Allrouner27 - ich will dir nicht zu nahe treten, aber du bist ja so naiv ....ich hoffe das du eines Tages einmal aufwachst und die Realität im Natur, Umwelt und Tierschutz erkennst - da wird schon beim leisesten Verdacht der Angler einfach weggefegt .....


----------



## Allrounder27 (25. August 2012)

*AW: Störe einsetzen*



Knispel schrieb:


> Das würde ich auch ohne den neuen Verband machen .... Das Gewässer ist halt als Angelgewässer nicht zu gebrauchen, bestenfalls als "Spielwiese" wo die Spielfiguren die Fische sind . Schluß und Aus, damit müsst ihr euch z.Z. abfinden.
> @Thomas - es gibt leider noch so viele Menschen die das nicht wissen, wahrhaben wollen oder begreifen ....



Tja, so gehen die Meinungen auseinander. Ich finde, das es eins der besten Angelgewässer ist, die ich kenne. Deshalb würd ich dafür auch noch durchaus mehr Beitrag zahlen.
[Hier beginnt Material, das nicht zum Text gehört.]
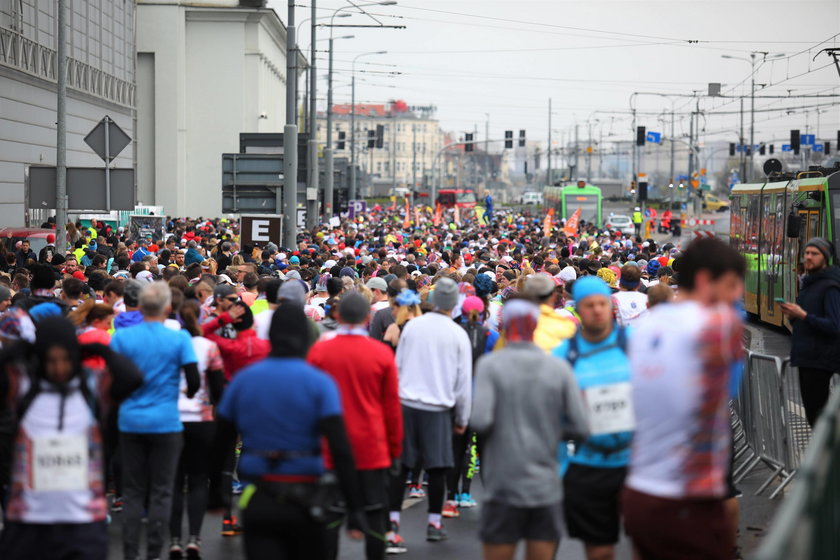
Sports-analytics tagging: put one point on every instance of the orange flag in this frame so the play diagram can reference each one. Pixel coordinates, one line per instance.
(547, 222)
(572, 224)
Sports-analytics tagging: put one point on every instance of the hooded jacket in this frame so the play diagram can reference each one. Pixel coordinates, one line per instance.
(815, 342)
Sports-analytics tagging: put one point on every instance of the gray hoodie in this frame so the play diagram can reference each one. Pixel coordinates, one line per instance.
(525, 403)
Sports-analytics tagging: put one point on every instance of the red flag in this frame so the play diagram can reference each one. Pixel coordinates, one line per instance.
(572, 224)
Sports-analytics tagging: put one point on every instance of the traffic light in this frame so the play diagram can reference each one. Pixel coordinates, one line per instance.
(380, 135)
(641, 135)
Sry Knispel, aber dein Fachwissen ist noch nicht so richtig rübergekommen.:q

Und zum abfinden. Lächerlich. Da kommen nun irgendwelche pseudo Naturschützer die hier die Kormoranpopulationen gut finden und wir sollen uns denen beugen und unser Hobby aufgeben? Dann hätten die pseudo Naturschützer ja gewonnen. Um die Natur gehts denen nämlich garnicht.

Ihr wisst alle garnicht wie gut ihr das habt, das ihr nicht bei mir am Wasser angeln und z.B. Störe fangen müsst.


----------



## Allrounder27 (25. August 2012)

*AW: Störe einsetzen*



Knispel schrieb:


> Allrouner27 - ich will dir nicht zu nahe treten, aber du bist ja so naiv ....ich hoffe das du eines Tages einmal aufwachst und die Realität im Natur, Umwelt und Tierschutz erkennst - da wird schon beim leisesten Verdacht der Angler einfach weggefegt .....



Auch ich möchte dir nicht zu nahe treten. Du schreibst ohne auch nur irgendwas fundiertes zu sagen. Immer nur allg. blabla. Sry, ist für mich Zeitverschwendung das zu lesen, deshalb igno und gut. |wavey:


----------



## FoolishFarmer (25. August 2012)

*AW: Störe einsetzen*

Halloooooo?!? Mal ganz nüchtern und sachlich:

Nein, ihr dürft keine Störe (egal welche) besetzen - ist durch deutsche (BNatSchG) und europäische (FFH-RL) Gesetzgebung klar verboten und kann mit Bußgeldern bis 50.000- Euro bestraft werden!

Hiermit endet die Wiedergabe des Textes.